Dalam perspektif makro, sebagian analis mungkin melihat ini sebagai “shock regional”. PDB nasional tahun 2025 mungkin hanya terkoreksi tipis. Tapi bagi rumah tangga di daerah terdampak, bencana ini adalah pemutusan mendadak seluruh jaring pengaman mereka. Lahan rusak, rumah hilang, hutang tetap harus dibayar, dan harga pangan melonjak karena distribusi terputus.
Analogi bangunan kembali relevan di sini. Ekonomi Indonesia sering digambarkan seperti rumah besar yang kuat, tahan badai. Banjir Sumatra menunjukkan bahwa sebagian tembok rumah mulai lapuk karena deforestasi, tata ruang yang buruk, dan pemotongan anggaran mitigasi bencana.
IKK yang tetap tinggi dalam situasi seperti ini mengandung paradoks: optimisme nasional bisa saja menutupi krisis lokal yang sangat dalam.

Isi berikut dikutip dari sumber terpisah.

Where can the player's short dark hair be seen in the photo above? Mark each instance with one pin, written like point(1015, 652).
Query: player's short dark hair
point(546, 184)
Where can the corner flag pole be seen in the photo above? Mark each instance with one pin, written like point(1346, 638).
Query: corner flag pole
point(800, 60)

Jika kita tidak berhati hati, bencana akan dipandang sekadar urusan BNPB dan kementerian teknis. Padahal, dari sudut pandang kebijakan publik, ini adalah peringatan keras bahwa agenda iklim, tata ruang, dan manajemen risiko bencana harus menjadi bagian inti strategi ekonomi, bukan catatan kaki.

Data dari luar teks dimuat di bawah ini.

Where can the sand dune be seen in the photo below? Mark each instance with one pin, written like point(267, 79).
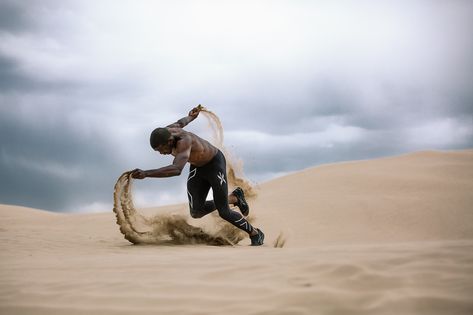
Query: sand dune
point(386, 236)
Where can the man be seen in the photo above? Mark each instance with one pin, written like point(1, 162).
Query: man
point(207, 170)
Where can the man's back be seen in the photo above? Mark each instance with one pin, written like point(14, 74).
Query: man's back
point(202, 151)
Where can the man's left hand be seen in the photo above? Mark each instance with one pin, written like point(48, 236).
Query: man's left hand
point(195, 111)
point(138, 174)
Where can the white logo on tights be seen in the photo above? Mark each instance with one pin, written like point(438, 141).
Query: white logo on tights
point(222, 178)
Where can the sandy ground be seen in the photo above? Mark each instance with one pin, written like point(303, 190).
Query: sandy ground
point(386, 236)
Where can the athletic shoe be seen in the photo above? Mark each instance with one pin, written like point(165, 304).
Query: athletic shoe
point(241, 202)
point(258, 239)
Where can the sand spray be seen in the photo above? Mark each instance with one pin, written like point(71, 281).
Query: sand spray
point(172, 228)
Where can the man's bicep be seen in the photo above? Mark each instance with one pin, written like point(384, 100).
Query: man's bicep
point(181, 159)
point(183, 153)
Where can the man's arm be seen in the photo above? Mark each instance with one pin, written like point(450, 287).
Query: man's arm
point(175, 169)
point(181, 123)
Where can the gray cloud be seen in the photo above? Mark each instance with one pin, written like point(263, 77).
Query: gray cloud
point(81, 87)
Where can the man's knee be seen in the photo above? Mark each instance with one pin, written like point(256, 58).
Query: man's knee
point(225, 214)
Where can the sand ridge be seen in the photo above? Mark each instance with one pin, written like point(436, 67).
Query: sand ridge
point(384, 236)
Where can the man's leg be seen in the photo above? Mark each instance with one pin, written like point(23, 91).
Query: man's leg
point(218, 180)
point(197, 191)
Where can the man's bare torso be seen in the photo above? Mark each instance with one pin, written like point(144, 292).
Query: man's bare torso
point(201, 152)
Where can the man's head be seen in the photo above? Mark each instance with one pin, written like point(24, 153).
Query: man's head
point(161, 140)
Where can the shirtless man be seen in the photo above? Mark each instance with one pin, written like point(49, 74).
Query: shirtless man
point(207, 169)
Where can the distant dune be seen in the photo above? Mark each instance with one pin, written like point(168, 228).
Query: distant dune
point(384, 236)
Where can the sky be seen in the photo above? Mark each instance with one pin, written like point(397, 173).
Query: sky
point(295, 83)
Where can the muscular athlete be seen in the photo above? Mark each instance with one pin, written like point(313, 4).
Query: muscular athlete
point(207, 170)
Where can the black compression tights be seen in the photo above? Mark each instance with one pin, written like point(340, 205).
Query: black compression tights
point(213, 175)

Kepercayaan konsumen tidak akan bertahan lama bila setiap beberapa tahun sekali jutaan orang harus memulai dari nol akibat bencana.
Mengejar 5,3 Persen: Optimisme Cukup, atau Butuh Keberanian Mengubah Struktur?
Di ujung 2025, perdebatan tentang apakah target pertumbuhan 5,2 sampai 5,3 persen akan tercapai menghangat. Pemerintah optimistis, sebagian ekonom lebih hati hati. Data semester pertama yang berada sekitar 4,99 persen membuat target 5,2 persen pun sudah menuntut lompatan di triwulan IV.
Di tengah perdebatan angka, saya kira pertanyaan yang lebih penting adalah: apakah kita puas dengan ekonomi yang berjalan di “jalur aman” 5 persen tetapi strukturalnya nyaris tidak berubah?
IKK yang tinggi membantu menjaga konsumsi tetap mengalir, ini benar. Namun untuk melompat lebih tinggi, kita butuh lebih dari sekadar konsumen yang percaya diri. Kita butuh pekerja yang produktivitasnya meningkat, usaha kecil yang naik kelas karena mendapatkan akses pembiayaan dan pasar, investasi yang bukan hanya membangun gedung tetapi juga kapasitas teknologi dan keterampilan.
Dengan kata lain, IKK adalah indikator yang memberi tahu bahwa mesin mobil sedang menyala dan pengemudi merasa cukup percaya diri. Tapi kalau jalan di depan berlubang, rem kurang terawat, dan kita tidak punya peta yang jelas, rasa percaya diri itu tidak cukup untuk menjamin kita tiba di tujuan.
Dari Keyakinan ke Ketahanan: Apa yang Harus Dibenahi?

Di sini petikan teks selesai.